Ce jeudi matin, la CGPER a donc décidé de bloquer les usines sucrières de Bois-Rouge et du Gol. La confédération n’est pas rassurée par les explications du président de la coopérative, d’autant plus que Paul Vergès annonce depuis quelques semaines la prochaine fermeture du site de Saint-André. "Nous avons demandé à Tereos de répondre et d’annoncer que l’usine de Bois-Rouge ne pouvait pas fermer.

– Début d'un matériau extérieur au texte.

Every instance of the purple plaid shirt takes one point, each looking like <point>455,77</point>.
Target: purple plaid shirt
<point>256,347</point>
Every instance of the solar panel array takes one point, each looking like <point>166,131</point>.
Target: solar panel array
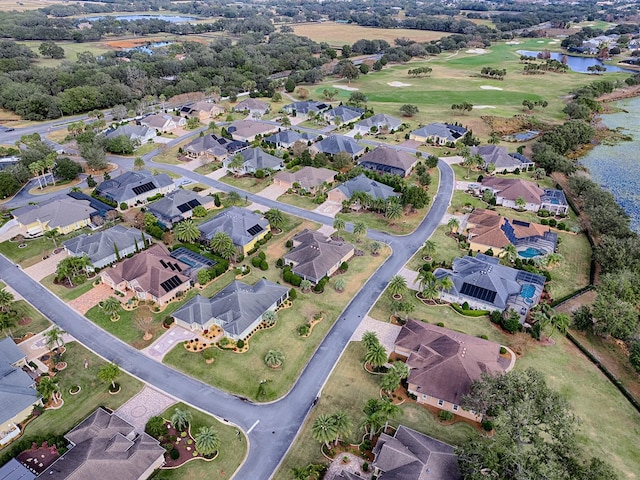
<point>170,284</point>
<point>144,188</point>
<point>478,292</point>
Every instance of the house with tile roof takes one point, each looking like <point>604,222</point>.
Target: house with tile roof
<point>376,123</point>
<point>309,179</point>
<point>61,212</point>
<point>134,188</point>
<point>178,205</point>
<point>152,274</point>
<point>487,229</point>
<point>315,256</point>
<point>238,308</point>
<point>245,227</point>
<point>444,363</point>
<point>411,455</point>
<point>508,190</point>
<point>103,447</point>
<point>385,159</point>
<point>108,246</point>
<point>337,143</point>
<point>438,133</point>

Jusqu’à maintenant, il n’y a rien de concret, seulement un communiqué léger dans la presse", déclare Jean-Bernard Maratchia.

Du côté du Gol. Philippe Boitard comprend l’inquiétude des planteurs, mais pas le blocage de l’usine dont il est directeur : "je considère que nous sommes dans le même bateau, nous avons les mêmes intérêts, les mêmes valeurs. Nous sommes de la même filière, mais les façons de procéder divergent d’une partie à l’autre. Que les planteurs s’en prennent à Téréos, c’est un peu dommage. Je comprendrais une action plus médiatique comme bloquer des stations-service."

Pour le vice-président de la CGPER, l’arrivée de François Hollande ce vendredi est une occasion unique de faire entendre sa voix. D’autant plus que le président doit visiter la sucrerie de l’Est ce vendredi peu avant midi. "Comme demain le président arrive, aujourd’hui, nous avons décidé de bloquer les deux usines pour avoir des réponses concrètes pour que nous soyons rassurés", souligne-t-il au micro de RTL Réunion.

L’expiration des quotas sucriers en 2017 est évidemment dans toutes les têtes et des annonces sont attendues à ce sujet de la part de l’ex candidat socialiste à la présidentielle. "Tout arrive en même temps, et ça fait peur. Si Bois-Rouge ferme, c’est la mort de la canne, le Gol ne pourra pas tout broyer, ça deviendra impossible", déplore le représentant des planteurs et des éleveurs.

Le directeur de la sucrerie de Saint-Louis se montre tout de même moins alarmiste. "Il n’est pas dans les projets de Téréos de fermer Bois-Rouge, ni le Gol. Nous nous battons pour le maintien des subventions et celui de la filière. Mais si on nous coupe les ailes, il faudra trouver des moyens de substitution pour continuer d’exister", annonce Philippe Boitard.

Pour cette journée de jeudi, la confédération attend surtout une rencontre avec la direction de Téréos, propriétaire des deux sucreries de l’île. "On souhaite que Téréos apporte une réponse claire sur la fermeture de Bois-Rouge. On attend, on a toute la journée. S’il n’y a rien aujourd’hui, on mènera des actions sur les routes demain", prévient Jean-Bernard Maratchia. En attendant, aucune canne ne rentrera dans les sites de Saint-Louis et de Saint-André. Une situation qui ne fait pas les affaires des usines, d'autant plus que celle de l'Est a dû s'arrêter lundi et mardi suite à un problème technique.